Data Preview Portal Questions

What is the best browser to use to explore the DataPreview Portal?

The DataPreview Portal works best with Chrome and Firefox. Mac OS users can also use Safari. Internet Explorer appears to have limited functionality, and is currently not recommended.

How can the variables list be searched or filtered?

From the Variables search, accessed through the DataPreview Portal, full-text searches can be carried out on either the variable Name or Label. The variables can also be filtered by classification through the clickable boxes on the left. A Help button is available on the DataPreview Portal page, next to the main search bar, with detailed instructions. To see all of the questionnaires used by the CLSA, you can visit the Data Collection Tools under the Researchers tab.


What variables are included in each questionnaire?

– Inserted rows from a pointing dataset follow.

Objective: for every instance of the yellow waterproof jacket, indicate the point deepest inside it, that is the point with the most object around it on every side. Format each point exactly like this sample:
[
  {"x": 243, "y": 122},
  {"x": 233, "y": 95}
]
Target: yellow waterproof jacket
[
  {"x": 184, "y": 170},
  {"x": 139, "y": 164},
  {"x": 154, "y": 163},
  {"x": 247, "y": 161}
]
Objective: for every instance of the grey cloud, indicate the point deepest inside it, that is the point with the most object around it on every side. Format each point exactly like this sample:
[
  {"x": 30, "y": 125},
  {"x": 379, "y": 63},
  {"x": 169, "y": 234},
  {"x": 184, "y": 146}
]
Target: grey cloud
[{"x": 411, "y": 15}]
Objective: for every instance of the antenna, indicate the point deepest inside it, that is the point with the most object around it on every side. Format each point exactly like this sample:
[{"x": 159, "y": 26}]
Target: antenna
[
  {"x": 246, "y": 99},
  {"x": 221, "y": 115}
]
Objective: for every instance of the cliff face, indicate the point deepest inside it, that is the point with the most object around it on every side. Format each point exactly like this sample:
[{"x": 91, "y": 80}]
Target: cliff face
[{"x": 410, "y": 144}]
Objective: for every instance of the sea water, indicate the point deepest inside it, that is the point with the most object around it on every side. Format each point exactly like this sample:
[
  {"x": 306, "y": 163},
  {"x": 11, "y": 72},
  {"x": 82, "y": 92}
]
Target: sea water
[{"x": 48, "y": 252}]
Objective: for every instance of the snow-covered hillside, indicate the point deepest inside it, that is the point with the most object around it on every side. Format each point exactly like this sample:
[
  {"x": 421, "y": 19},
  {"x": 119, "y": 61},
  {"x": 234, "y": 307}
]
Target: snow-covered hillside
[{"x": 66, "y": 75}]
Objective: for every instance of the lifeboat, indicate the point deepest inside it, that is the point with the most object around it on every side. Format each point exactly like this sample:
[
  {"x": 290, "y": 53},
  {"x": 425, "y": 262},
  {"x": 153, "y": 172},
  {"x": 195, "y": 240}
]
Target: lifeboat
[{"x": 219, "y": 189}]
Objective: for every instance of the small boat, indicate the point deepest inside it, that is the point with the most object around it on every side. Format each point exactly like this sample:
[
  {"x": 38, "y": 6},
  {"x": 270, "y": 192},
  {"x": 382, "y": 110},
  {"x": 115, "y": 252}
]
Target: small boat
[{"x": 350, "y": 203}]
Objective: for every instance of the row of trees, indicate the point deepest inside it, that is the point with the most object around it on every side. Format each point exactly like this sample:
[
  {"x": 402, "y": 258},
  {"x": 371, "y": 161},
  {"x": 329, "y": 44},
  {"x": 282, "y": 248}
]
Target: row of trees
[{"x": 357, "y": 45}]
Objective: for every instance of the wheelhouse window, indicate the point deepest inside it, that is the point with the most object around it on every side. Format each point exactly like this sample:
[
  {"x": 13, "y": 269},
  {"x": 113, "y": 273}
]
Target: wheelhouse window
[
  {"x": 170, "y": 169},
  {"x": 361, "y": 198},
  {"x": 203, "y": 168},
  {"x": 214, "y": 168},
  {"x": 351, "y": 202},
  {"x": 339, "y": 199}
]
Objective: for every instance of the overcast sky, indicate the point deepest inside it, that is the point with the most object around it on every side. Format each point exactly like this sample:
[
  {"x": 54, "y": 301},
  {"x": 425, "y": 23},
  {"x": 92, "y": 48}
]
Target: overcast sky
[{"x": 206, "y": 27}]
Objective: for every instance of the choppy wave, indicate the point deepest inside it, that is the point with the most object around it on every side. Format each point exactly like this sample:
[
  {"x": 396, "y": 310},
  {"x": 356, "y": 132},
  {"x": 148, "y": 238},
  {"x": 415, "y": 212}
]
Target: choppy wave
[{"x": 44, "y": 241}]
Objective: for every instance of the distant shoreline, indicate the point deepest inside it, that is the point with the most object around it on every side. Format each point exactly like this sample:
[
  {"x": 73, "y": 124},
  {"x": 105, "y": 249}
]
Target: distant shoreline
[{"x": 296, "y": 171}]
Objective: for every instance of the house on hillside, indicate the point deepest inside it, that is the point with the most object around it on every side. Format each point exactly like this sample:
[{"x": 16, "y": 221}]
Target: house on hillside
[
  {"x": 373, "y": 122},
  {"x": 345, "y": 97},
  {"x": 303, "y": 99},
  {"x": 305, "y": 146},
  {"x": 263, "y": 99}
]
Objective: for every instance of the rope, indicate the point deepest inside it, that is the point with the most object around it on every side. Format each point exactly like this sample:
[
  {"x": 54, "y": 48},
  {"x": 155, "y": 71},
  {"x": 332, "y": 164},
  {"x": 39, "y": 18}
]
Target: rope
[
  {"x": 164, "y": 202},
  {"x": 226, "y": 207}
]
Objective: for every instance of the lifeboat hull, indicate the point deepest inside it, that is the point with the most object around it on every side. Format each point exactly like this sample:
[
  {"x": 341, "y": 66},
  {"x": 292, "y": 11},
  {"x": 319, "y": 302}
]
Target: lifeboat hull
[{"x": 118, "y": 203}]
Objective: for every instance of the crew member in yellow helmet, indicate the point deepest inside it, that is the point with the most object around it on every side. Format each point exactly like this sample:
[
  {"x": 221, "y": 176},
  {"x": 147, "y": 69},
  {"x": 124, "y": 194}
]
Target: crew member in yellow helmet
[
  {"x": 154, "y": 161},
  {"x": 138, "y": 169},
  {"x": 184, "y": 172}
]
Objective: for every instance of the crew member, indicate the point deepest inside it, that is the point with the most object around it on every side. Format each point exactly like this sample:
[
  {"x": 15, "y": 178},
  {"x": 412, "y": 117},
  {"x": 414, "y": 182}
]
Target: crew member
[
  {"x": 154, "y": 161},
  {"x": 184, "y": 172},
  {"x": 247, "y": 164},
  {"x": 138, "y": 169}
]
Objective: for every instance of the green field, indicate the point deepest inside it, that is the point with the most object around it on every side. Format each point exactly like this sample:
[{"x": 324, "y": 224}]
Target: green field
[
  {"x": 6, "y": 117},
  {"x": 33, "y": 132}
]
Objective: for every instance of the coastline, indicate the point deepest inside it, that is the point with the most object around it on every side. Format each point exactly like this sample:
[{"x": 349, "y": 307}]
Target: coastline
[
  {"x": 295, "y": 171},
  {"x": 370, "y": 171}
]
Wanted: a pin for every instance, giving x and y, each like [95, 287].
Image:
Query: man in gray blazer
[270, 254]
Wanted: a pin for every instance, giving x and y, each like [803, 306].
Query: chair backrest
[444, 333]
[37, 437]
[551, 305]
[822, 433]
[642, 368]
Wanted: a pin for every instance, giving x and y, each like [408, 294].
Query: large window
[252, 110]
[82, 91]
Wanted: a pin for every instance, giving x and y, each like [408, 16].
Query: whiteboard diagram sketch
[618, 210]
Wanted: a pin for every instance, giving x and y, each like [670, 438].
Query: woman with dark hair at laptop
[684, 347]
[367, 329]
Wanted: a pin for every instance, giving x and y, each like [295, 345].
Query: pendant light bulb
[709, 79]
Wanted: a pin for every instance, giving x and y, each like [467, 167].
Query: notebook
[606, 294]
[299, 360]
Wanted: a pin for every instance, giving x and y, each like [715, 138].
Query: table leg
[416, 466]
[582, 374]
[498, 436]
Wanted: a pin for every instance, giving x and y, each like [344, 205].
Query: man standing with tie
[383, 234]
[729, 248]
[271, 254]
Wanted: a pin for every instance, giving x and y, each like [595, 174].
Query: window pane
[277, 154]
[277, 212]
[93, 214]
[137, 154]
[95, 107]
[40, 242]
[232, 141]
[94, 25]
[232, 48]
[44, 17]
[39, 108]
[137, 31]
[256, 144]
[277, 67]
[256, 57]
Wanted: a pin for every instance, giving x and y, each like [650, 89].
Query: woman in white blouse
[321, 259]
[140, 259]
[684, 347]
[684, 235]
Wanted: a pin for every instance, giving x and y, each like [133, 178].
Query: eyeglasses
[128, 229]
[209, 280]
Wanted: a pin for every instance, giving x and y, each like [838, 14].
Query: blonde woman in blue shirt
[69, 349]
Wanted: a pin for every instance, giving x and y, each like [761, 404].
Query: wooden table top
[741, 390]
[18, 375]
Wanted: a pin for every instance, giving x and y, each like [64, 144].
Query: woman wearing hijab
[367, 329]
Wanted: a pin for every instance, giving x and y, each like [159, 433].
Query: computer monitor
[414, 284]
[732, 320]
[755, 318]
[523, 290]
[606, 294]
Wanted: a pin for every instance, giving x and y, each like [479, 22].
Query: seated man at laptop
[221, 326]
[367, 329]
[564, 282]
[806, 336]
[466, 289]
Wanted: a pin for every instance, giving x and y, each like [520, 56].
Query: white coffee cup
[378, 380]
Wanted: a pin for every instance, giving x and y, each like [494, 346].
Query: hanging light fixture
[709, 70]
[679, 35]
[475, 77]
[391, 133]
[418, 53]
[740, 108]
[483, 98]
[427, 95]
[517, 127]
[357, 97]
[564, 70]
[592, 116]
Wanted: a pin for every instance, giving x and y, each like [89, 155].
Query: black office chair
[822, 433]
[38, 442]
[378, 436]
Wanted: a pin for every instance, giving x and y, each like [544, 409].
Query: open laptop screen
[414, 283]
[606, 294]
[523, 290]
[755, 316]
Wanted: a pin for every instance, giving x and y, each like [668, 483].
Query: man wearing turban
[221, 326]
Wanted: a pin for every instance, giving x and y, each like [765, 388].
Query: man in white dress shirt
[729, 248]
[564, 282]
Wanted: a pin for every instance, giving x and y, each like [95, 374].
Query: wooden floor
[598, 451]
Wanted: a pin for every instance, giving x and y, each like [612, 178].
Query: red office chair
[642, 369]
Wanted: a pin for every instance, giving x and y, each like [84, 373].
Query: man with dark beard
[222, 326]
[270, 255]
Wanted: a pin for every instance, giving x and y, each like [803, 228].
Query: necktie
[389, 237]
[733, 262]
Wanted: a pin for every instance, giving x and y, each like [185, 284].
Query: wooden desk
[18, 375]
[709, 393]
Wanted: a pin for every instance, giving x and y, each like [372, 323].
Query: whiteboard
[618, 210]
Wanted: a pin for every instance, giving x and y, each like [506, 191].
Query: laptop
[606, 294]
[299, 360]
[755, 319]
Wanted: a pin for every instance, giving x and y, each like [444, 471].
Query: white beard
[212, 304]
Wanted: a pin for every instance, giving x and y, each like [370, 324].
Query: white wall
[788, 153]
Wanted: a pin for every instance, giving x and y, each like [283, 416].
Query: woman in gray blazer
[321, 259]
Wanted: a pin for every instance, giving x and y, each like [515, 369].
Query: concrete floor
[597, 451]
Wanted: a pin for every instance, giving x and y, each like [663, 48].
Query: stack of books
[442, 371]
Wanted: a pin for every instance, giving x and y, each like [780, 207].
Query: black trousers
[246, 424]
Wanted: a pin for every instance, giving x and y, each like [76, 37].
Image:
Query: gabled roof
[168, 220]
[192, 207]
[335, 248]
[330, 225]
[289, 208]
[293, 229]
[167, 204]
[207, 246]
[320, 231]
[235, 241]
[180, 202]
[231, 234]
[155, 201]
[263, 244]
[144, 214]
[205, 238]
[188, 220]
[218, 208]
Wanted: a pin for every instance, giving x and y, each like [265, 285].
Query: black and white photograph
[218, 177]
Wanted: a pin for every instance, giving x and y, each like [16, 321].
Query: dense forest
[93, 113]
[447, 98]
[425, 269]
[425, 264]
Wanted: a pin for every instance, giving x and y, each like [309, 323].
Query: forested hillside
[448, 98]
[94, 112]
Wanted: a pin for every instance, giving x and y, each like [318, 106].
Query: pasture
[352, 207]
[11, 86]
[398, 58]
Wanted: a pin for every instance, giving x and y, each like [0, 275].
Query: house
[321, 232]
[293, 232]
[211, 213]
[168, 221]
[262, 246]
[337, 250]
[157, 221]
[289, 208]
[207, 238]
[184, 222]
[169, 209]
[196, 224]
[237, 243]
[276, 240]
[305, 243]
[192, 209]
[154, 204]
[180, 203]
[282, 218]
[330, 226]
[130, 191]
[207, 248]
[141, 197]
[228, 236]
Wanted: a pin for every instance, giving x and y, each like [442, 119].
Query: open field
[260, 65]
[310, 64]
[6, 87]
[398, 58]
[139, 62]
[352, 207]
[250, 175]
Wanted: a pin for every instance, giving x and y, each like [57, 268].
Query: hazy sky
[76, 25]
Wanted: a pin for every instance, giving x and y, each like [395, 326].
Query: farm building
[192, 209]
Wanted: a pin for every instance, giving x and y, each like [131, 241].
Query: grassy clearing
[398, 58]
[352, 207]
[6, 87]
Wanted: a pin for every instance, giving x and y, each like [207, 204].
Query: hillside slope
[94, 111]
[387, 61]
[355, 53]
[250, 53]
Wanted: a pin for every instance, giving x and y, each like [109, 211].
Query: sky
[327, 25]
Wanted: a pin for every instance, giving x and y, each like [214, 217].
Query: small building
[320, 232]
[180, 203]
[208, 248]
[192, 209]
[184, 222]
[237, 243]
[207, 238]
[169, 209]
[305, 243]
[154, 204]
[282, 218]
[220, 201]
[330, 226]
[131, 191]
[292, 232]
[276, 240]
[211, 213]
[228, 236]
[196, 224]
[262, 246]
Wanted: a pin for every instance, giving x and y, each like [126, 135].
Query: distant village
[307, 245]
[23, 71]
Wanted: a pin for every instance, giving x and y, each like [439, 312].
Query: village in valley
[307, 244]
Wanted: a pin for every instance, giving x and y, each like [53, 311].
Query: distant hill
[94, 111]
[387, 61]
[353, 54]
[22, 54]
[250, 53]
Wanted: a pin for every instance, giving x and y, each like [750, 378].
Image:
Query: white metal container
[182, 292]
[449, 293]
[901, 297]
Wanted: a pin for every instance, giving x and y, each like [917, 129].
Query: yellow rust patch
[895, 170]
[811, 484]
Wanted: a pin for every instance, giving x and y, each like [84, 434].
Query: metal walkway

To obtain all the variables contained in a questionnaire, type the two or three letter prefix (e.g. SDC for Socio-demographic Variables) into the full-text search box in the Variables listing, under “Variable properties > Name”. You can also use more general terms such as ‘food’, ‘work’, etc. (under “Variable properties > Label”) to find variables related to those terms, however, search terms are not exhaustive. For more information on the variables included in a questionnaire, please visit the Data Collection Tools under the Researchers tab.

How are multiple choice questions represented as variables in the CLSA dataset?

Multiple-choice questions are represented by either a single variable or multiple variables, depending on what the question allows:

- A question allowing only one response is represented by a single variable that can take on multiple values. Open-text responses are permitted in many questions; common and distinct responses are recoded to create new categories within the variable itself.

-  For a question allowing multiple responses, each possible response category is assigned its own binary variable. Open-text responses are also permitted in many of these questions; common and distinct options are also recoded to create additional variables within the question scope. The number of variables corresponding to that question matches the number of response options. 

Where can I find information about response categories for multiple choice questions?

In the variable view, clicking on the name of each variable reveals information that is more detailed. For example, under Categories, the variable information page will include the following information:

•           Name:  the value entered for a response in the questionnaire;

•           Label:  the response (or response category) corresponding to each value (Name);

•           Missing:  values corresponding to a question not answered, (don’t know or not applicable, refused).

Where can I find supplementary information about each of the variables?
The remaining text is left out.